Question 52: Foetal anaemia can be detected non-invasively by Doppler ultrasonography on the basis of an increase in the
- A. SD ratio in the anterior cerebral artery
- B. Peak systolic velocity of the anterior cerebral artery
- C. Peak systolic velocity of the middle cerebral artery (Correct Answer)

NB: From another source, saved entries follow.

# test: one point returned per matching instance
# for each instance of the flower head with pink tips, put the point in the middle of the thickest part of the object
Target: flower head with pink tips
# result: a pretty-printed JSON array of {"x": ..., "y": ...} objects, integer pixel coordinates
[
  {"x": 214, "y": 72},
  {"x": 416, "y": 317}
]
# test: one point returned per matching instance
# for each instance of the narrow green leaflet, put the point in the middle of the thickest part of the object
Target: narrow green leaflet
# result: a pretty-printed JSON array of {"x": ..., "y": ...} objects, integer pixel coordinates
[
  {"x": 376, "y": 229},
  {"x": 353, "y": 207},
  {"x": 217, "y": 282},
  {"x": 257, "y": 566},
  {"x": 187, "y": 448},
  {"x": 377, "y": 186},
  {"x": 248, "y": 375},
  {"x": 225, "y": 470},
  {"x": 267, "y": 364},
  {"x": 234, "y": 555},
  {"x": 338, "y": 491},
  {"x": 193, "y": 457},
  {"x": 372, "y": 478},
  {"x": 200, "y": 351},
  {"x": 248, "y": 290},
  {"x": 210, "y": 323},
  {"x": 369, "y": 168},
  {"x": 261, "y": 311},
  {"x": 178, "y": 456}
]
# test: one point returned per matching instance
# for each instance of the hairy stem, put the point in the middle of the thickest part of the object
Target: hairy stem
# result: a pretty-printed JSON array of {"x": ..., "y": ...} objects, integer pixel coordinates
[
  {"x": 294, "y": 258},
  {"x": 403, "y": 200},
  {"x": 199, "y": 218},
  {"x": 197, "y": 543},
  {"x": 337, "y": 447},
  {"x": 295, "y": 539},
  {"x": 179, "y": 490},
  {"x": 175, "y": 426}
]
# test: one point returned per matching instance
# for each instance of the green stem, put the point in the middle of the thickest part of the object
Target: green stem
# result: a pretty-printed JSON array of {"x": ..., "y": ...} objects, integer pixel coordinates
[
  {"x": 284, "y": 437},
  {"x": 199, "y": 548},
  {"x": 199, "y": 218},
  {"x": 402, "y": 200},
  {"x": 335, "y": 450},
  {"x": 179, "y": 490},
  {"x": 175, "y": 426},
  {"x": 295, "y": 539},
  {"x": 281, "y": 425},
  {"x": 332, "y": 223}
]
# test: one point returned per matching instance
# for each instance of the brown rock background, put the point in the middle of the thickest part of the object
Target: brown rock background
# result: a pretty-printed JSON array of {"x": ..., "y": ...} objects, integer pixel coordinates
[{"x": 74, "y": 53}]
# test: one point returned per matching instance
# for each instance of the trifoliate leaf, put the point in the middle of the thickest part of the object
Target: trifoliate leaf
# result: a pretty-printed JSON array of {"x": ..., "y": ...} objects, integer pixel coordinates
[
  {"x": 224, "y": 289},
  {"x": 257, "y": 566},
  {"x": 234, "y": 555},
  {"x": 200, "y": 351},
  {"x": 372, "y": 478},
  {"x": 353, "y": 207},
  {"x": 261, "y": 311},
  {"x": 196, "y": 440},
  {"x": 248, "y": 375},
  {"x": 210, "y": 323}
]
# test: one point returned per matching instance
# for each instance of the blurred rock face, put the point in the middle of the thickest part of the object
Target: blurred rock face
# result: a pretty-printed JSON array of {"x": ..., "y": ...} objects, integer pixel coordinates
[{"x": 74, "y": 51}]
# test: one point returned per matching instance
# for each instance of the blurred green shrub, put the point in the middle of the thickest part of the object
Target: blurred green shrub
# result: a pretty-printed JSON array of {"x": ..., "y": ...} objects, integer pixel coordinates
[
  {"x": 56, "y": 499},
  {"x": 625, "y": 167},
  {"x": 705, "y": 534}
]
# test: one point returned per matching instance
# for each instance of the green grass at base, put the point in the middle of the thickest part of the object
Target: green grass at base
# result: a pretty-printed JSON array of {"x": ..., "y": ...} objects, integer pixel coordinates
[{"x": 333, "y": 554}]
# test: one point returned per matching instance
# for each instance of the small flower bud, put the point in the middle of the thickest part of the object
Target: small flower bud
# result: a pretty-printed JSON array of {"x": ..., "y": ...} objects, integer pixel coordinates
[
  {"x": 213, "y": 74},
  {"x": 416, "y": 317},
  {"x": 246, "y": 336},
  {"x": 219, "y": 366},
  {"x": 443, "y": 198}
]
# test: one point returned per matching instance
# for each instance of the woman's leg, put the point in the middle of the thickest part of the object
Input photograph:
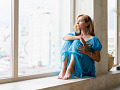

- D. SD ratio in the umbilical artery
Explanation: ***Peak systolic velocity of the middle cerebral artery*** - **Foetal anaemia** causes increased **cardiac output** and redistribution of blood flow to vital organs, leading to an increase in **peak systolic velocity (PSV)** in the **middle cerebral artery (MCA)**. - This increased velocity indicates **cerebral vasodilation**, a compensatory mechanism to maintain oxygen delivery to the foetal brain in situations of hypoxia due to anaemia. *SD ratio in the anterior cerebral artery* - The **SD ratio (systolic/diastolic ratio)** is more commonly used in umbilical artery flow. A higher SD ratio in cerebral arteries typically suggests increased downstream resistance, which is not characteristic of foetal anaemia. - In foetal anaemia, the cerebral arteries would typically show **decreased resistance**, leading to a lower, not higher, SD ratio. *SD ratio in the umbilical artery* - An increased **SD ratio in the umbilical artery** often indicates **placental insufficiency** or **foetal growth restriction**, not necessarily **foetal anaemia**. - While placental insufficiency can lead to foetal anaemia, the direct Doppler marker for anaemia is the MCA PSV, reflecting the foetal response to hypoxia. *Peak systolic velocity of the anterior cerebral artery* - While both anterior and middle cerebral arteries are part of the cerebral circulation, the **middle cerebral artery (MCA)** is the most widely validated and sensitive vessel for detecting changes in **foetal blood flow** due to **anaemia**. - Changes in the anterior cerebral artery's PSV are not as reliably linked to the diagnosis of foetal anaemia as those in the MCA.